Although FCM technology is continually advancing, current technologies do not exist that solve the Navy’s need.  The Navy seeks development of a highly efficient FCM technology meeting the objectives described above.  Efficiency is the overriding objective and efficiency exceeding 60% (DC to optical output at the fiber exit) is the minimum expectation.  Input voltage is system defined at 18VDC and any further power conversion required by the proposed technology should be included in the efficiency calculation.  Minimum mode stripped power output is 1kW although obtaining peak efficiency at a higher output power is highly desirable.  Consequently, proposed solutions shall consider the efficiency trade-space for output power up to 5kW.  Power density is an important consideration; second only to efficiency and desirable for the reasons explained above.  A power density of 1.0 W/cm3 is therefore a threshold requirement.  The intended application requires that the technology meet shipboard storage temperature requirements of -51°C to 40°C.
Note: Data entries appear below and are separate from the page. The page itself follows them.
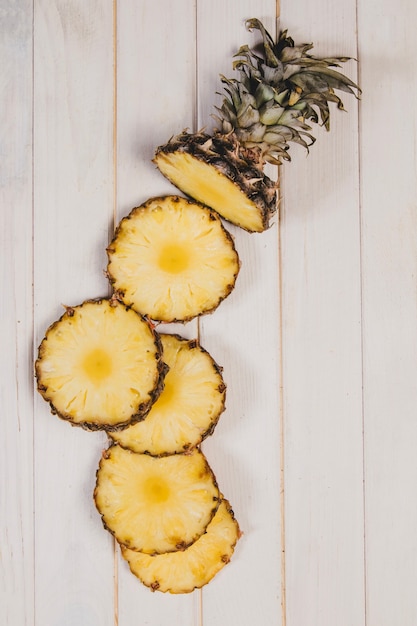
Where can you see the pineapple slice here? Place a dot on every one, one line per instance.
(155, 504)
(182, 572)
(99, 366)
(188, 408)
(171, 259)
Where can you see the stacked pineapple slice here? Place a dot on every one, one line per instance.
(104, 366)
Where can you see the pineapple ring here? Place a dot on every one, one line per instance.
(99, 366)
(155, 504)
(171, 259)
(182, 572)
(189, 406)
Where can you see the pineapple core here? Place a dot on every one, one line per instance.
(155, 490)
(97, 365)
(173, 259)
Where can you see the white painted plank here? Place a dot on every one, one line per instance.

PHASE I: Define and develop a concept for a diode-pumped fiber coupled laser module as defined in the description.  Prove the feasibility of the concept in meeting Navy needs and establish the feasibility of producing the FCM.  Feasibility will be established by some combination of initial concept design, analysis, and modeling.  The Phase I Option, if awarded, will include the initial design specifications and capabilities description to build a prototype in Phase II. Develop a Phase II plan.
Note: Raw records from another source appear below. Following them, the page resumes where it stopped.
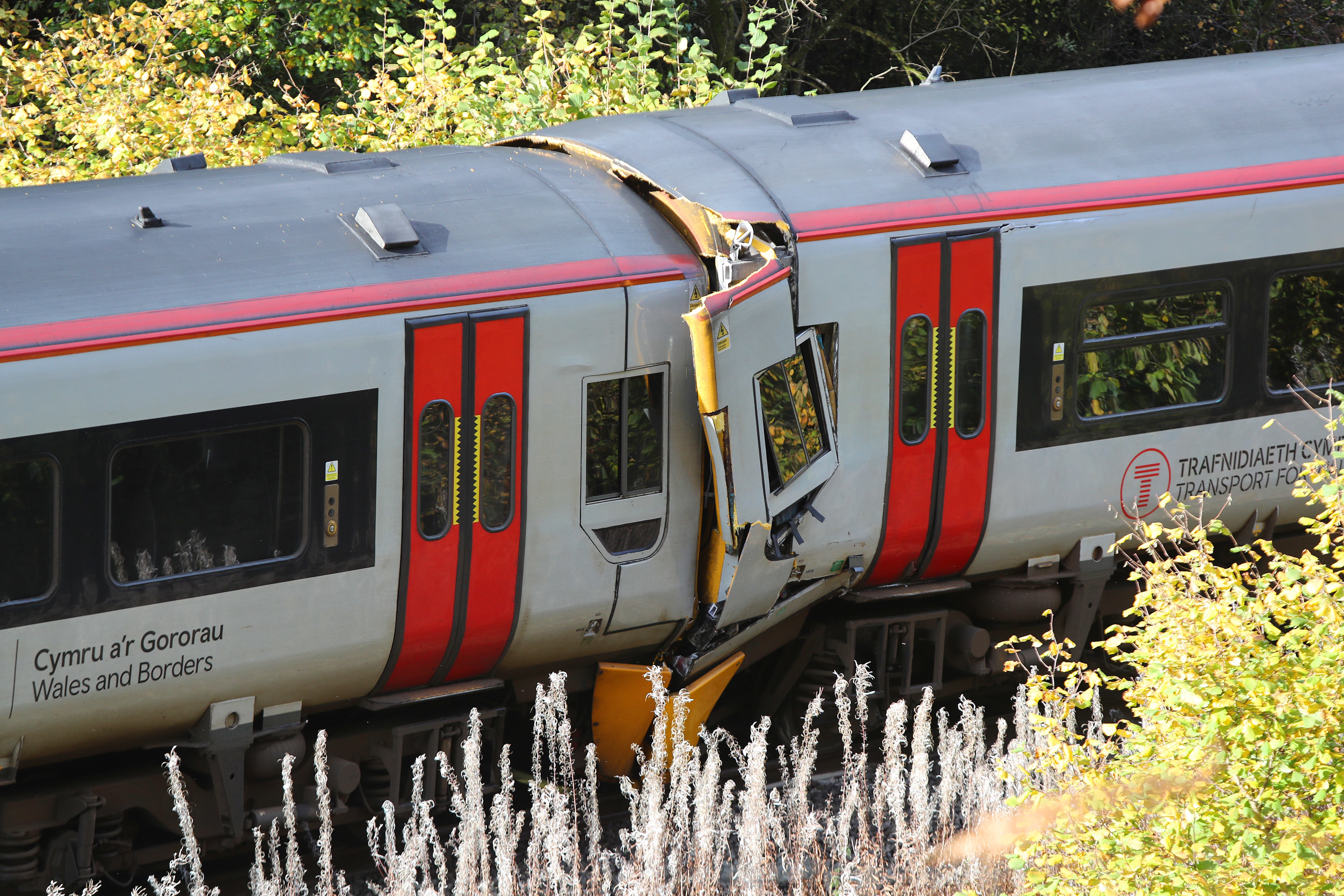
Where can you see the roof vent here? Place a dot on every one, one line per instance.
(330, 162)
(799, 112)
(733, 95)
(931, 154)
(194, 162)
(386, 232)
(146, 218)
PHASE II: Based on the Phase I results and the Phase II Statement of Work (SOW), design, develop, test, and deliver prototype FCMs for evaluation.  Approximately six prototypes are desired in order to assess stability and demonstrate suitability for optical combining; however, the exact number should be proposed by the company based on the projected cost of development.  Demonstrate that the prototypes meet the parameters in the description.  Demonstrations will take place at a Government- or company-provided facility.  A manufacturability analysis will propose best-practice manufacturing methods to prepare the FCM technology for Phase III transition. The company will prepare a Phase III development plan to transition the technology for Navy laser systems production and potential commercial use.
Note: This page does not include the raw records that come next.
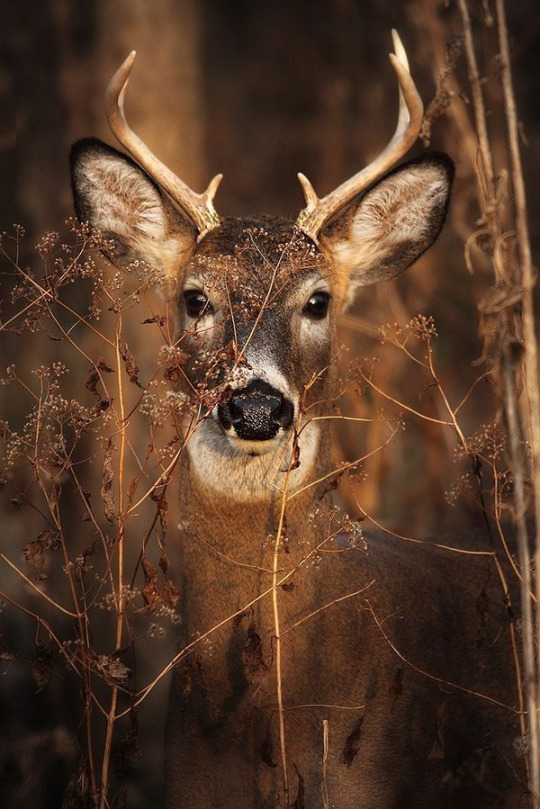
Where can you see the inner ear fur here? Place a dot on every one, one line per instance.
(382, 233)
(116, 197)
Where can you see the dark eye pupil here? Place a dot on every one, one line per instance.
(317, 306)
(196, 302)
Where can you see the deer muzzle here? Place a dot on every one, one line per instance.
(257, 412)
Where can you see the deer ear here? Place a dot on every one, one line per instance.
(116, 197)
(378, 236)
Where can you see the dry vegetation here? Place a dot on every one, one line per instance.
(91, 440)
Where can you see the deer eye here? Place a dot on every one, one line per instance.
(196, 302)
(317, 306)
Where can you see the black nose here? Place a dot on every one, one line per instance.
(256, 412)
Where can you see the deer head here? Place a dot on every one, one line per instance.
(265, 289)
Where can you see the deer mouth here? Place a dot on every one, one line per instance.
(255, 415)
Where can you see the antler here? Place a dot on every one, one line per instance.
(411, 110)
(199, 207)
PHASE III DUAL USE APPLICATIONS: Support the Navy in transitioning the technology to Navy use.  Further refine the FCM technology according to the Phase III development plan for evaluation and testing to determine its effectiveness and reliability in an operationally relevant environment.  Perform test and validation to certify and qualify initial production units for Navy use.  The FCM should be a fully functional and packaged sub-assembly, ready for insertion into a laser weapon system.  Produce the final product (or under license) and transition to the Government directly through technology upgrades to the Surface Navy Laser Weapon System (SNLWS) program or through insertion into new program baselines in partnership with the SNLWS prime contractor.

High power laser technology has a multitude of military, industrial, and scientific applications such as electro-optical countermeasures, materials processing, laser cutting, and materials research.  Advances resulting from this topic have wide application in these fields.


1. Zervas, Michalis N. and Codemard, Christophe A. “High power fiber lasers: a review.” IEEE J. Selected Topics in Quantum Electronics, 20, September/October 2014, article sequence number 0904123, 23 pages. http://ieeexplore.ieee.org/abstract/document/6808413/?reload=true

2. McNaught, Stuart J., et al., “Scalable coherent combining of kilowatt amplifiers into a 2.4-kW beam.” IEEE J. Selected Topics in Quantum Electronics, 20, September/October 2014, article sequence number 0901008, 8 pages. http://ieeexplore.ieee.org/abstract/document/6732914/

KEYWORDS: High-Energy Laser; Laser Weapons; Fiber Coupled Module; Optical Power Density; Fiber Coupling; Fiber Core


These Navy Topics are part of the overall DoD 2018.1 SBIR BAA. The DoD issued its 2018.1 BAA SBIR pre-release on November 29, 2017, which opens to receive proposals on January 8, 2018, and closes February 7, 2018 at 8:00 PM ET.